We now know that covid-19 has invaded the White House itself. Vice President Pence’s press secretary, Katie Miller, and one of President Trump’s personal valets have both tested positive for the novel coronavirus. Two of the physicians leading the federal response to the virus — Robert Redfield, head of the Centers for Disease Control and Prevention, and Stephen Hahn, head of the Food and Drug Administration — have gone into self-quarantine as a precaution. A third, Anthony S. Fauci, director of the National Institute of Allergy and Infectious Diseases, has placed himself in partial isolation.

Yet Trump, who has been in physical proximity to all of the above — without practicing proper social distancing — seeks to project a sunny lack of concern, even as the pandemic literally hits home. “Coronavirus numbers are looking MUCH better, going down almost everywhere,” he proclaimed Monday on Twitter. “Big progress being made!”

After 80,000 U.S. deaths, the president is still engaged in magical thinking. He has long maintained that the virus will “go away without a vaccine,” though experts tell him it will not. His vanity will not allow him to be photographed wearing a face mask. The phrase “whistling past the graveyard” comes to mind.

The restrictions put in place to deal with this pandemic have created many hardships from those out of work or with small businesses that are shut down.

While America’s politicians offer a rosy prediction of a quick recovery and “a return to normalcy,” the medical and scientific experts say no such quick fix is available.

“What worries me the most is that we are going to miss the next emerging disease,” says scientist Peter Daszak, president of EcoHealth Alliance, a nonprofit research group focused on emerging pandemics. Other diseases are coming and they will “move from one part of the planet to another, wiping out people as it moves along.”

Writes Michelle Goldberg:

Conservative antipathy to science is nothing new; Republicans have long denied and denigrated the scientific consensus on issues from evolution to stem cell research to climate change. This hostility has several causes, including populist distrust of experts, religious rejection of information that undermines biblical literalism and efforts by giant corporations to evade regulation.

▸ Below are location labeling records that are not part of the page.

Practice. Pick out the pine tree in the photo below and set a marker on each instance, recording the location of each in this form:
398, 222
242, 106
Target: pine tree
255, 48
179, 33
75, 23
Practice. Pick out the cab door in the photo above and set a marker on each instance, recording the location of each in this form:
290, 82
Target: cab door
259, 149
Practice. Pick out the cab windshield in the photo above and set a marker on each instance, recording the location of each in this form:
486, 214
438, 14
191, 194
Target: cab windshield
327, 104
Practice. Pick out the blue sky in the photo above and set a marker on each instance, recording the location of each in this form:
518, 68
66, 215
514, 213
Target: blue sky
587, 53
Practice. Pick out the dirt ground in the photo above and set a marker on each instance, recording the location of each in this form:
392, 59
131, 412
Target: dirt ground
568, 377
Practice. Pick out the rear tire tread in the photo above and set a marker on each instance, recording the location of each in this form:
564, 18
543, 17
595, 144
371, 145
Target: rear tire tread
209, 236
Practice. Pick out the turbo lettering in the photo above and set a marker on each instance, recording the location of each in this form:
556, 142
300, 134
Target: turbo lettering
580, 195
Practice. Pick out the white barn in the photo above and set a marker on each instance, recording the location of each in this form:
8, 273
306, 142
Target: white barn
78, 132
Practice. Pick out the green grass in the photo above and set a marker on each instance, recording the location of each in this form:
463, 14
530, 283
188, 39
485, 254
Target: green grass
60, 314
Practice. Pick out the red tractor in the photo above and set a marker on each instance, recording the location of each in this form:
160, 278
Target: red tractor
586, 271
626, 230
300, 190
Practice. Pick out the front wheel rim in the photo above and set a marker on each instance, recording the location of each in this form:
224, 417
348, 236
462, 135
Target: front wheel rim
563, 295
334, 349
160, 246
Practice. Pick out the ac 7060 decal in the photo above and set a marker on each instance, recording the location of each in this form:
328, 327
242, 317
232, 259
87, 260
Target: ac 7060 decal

But it’s grown worse under Trump, with his authoritarian impulse to quash any facts, from inauguration crowd sizes to hurricane paths, that might reflect poorly on him.

Until recently, it seemed as if Trump’s sabotage of efforts to combat climate change would be the most destructive legacy of his disregard for science. But the coronavirus has presented the country with an emergency that only sound science can solve. That means that the Trump administration’s disdain for expertise, its elevation of slavish loyalty over technical competence, has become a more immediate threat.

The threat to America is real and dangerous. It currently resides at 1600 Pennsylvania Avenue in Washington, DC.